CONTENTION OF THE PARTIES:
The Appellants alleged that the respondent-company had not delivered possession of the apartment for fit outs by the said date and that they had terminated the Agreement, the appellants approached the National Consumer Disputes Redressal Commission ("NCDRC"). Their prayer was for refund of the amount paid by them with compound interest thereon @ 18% p.a. along with compensation for the harassment, mental agony and torture suffered by them, apart from litigation costs.
The respondent-company, however, asserted that it had received the Occupation Certificate for the appellants' apartment on 8 June 2017, which was well before the expiry of the grace period, and it had called upon the appellants by e-mail on the very same day to make the balance payment in order to initiate the possession process. However, the same was a part occupancy certificate. The respondent company also claimed that the Appellants were trying to get out of bearing the additional burden of the newly introduced Goods and Service Tax payable by them in relation to the subject transaction.
ISSUES FOR CONSIDERATION:
- Whether the Appellants have a right to terminate the agreement when there is a clear delay on part of the Respondent in this factual matrix?

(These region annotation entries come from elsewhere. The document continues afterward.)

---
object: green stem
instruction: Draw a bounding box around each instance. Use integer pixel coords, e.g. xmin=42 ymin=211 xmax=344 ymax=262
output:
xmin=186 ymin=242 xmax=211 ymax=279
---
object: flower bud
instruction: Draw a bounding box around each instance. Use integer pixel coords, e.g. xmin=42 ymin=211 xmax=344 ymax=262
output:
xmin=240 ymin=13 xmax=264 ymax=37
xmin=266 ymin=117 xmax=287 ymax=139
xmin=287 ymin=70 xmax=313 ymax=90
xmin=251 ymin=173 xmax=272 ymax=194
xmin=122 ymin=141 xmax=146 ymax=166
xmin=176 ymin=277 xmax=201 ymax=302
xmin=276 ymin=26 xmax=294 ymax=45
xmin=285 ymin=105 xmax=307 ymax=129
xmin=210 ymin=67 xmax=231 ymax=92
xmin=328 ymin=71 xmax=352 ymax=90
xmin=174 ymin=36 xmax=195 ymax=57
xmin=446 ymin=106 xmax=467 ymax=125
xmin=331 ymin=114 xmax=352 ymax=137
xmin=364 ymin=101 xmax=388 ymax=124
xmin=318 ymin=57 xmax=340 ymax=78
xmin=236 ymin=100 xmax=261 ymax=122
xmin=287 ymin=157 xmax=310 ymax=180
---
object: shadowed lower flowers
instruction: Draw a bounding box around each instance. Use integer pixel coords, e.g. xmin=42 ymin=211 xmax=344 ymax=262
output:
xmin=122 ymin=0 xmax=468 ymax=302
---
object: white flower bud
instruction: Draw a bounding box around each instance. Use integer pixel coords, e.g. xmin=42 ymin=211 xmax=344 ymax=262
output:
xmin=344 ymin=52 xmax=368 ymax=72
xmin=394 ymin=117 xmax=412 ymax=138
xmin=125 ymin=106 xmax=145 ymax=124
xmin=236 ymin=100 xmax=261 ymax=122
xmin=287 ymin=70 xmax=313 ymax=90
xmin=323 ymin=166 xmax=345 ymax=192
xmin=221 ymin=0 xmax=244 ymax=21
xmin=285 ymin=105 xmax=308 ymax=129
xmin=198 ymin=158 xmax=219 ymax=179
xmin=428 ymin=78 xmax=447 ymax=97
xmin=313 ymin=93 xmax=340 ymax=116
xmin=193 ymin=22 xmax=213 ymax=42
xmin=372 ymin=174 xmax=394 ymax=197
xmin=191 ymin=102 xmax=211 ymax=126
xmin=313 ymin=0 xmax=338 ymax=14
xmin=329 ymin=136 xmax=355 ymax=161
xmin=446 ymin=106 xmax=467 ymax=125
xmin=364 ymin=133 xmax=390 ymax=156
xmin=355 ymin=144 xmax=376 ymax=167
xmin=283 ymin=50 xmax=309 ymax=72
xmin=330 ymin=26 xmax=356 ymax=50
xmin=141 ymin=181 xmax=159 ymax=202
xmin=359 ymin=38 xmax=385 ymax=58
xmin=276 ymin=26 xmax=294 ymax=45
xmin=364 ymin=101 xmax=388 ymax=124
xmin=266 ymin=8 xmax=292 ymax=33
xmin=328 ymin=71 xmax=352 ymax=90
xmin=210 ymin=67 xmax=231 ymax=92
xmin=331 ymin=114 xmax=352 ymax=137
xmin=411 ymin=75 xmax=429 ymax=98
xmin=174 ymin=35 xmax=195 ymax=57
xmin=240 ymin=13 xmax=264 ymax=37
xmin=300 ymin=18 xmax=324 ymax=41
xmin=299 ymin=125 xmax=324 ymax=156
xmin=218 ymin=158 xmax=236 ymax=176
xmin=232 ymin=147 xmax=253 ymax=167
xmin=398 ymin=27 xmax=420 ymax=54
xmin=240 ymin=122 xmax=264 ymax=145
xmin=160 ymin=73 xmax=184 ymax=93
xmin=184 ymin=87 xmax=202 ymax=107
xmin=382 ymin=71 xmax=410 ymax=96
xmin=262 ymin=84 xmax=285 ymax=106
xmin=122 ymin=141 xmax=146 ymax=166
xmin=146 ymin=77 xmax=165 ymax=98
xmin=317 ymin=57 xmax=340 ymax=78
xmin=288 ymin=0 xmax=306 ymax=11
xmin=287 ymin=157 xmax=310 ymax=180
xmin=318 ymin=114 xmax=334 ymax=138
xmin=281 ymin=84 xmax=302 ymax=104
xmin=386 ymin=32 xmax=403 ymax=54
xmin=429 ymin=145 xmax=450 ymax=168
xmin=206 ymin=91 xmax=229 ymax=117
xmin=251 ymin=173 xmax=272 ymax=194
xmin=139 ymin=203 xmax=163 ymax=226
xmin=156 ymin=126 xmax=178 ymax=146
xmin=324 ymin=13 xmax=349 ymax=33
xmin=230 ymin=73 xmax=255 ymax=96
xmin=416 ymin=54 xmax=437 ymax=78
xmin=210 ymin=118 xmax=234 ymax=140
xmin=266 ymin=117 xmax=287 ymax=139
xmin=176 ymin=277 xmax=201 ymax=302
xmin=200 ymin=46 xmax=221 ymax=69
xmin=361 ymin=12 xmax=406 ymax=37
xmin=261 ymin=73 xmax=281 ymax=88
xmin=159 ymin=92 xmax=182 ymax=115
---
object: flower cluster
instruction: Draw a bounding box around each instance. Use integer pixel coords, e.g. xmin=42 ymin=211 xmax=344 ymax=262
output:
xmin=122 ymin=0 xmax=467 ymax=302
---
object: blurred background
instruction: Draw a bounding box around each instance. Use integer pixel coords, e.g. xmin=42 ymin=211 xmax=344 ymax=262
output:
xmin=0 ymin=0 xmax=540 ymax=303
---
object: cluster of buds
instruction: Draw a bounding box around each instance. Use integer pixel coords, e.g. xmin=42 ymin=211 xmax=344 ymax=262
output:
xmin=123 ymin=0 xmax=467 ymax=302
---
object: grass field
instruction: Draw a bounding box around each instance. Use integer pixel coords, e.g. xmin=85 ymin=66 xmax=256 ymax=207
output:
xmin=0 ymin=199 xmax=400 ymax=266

- Whether a Part Occupancy Certificate obtained by the developer constitutes a valid offer of possession?
HELD:
The Part Occupancy Certificate was not equivalent to a full Occupancy Certificate and did not constitute proper delivery of possession. Therefore, the Respondents were in the wrong for claiming that the Appellants had failed to take possession. It was also held that the NCDRC had overstepped its jurisdiction by not strictly interpreting the Agreement's terms and introducing its own logic instead of following the Agreement's provisions. The order was also reprimanded for suggesting that the appellants might continue with the Agreement despite clear delay on part of the Respondent company. The Supreme Court further held that the appellants were fully within their rights to terminate the Agreement as per Clause 11.3, which allowed termination within 90 days after the grace period expired. The court rejected the company's claim that the appellants were trying to avoid tax liability. Therefore, the court set aside the NCDRC's order while directing the respondent company to refund Rs 2,25,31,148. The refund was directed to be made in 12 equal monthly instalments along with interest to be paid at 12% per annum from the date of receipt.
MHCO COMMENT:
The Supreme Court has been mindful in admonishing the NCDRC for overstepping their authority. This is a progressive step in ensuring that authorities ensure that they pass orders which uphold equity and justice. The court has also upheld the basic tenet of interpretation by reminding the Courts that they cannot rewrite or substitute their own interpretation of commercial terms when there exists an explicit contract in place.
The content of this article is intended to provide a general guide to the subject matter. Specialist advice should be sought about your specific circumstances.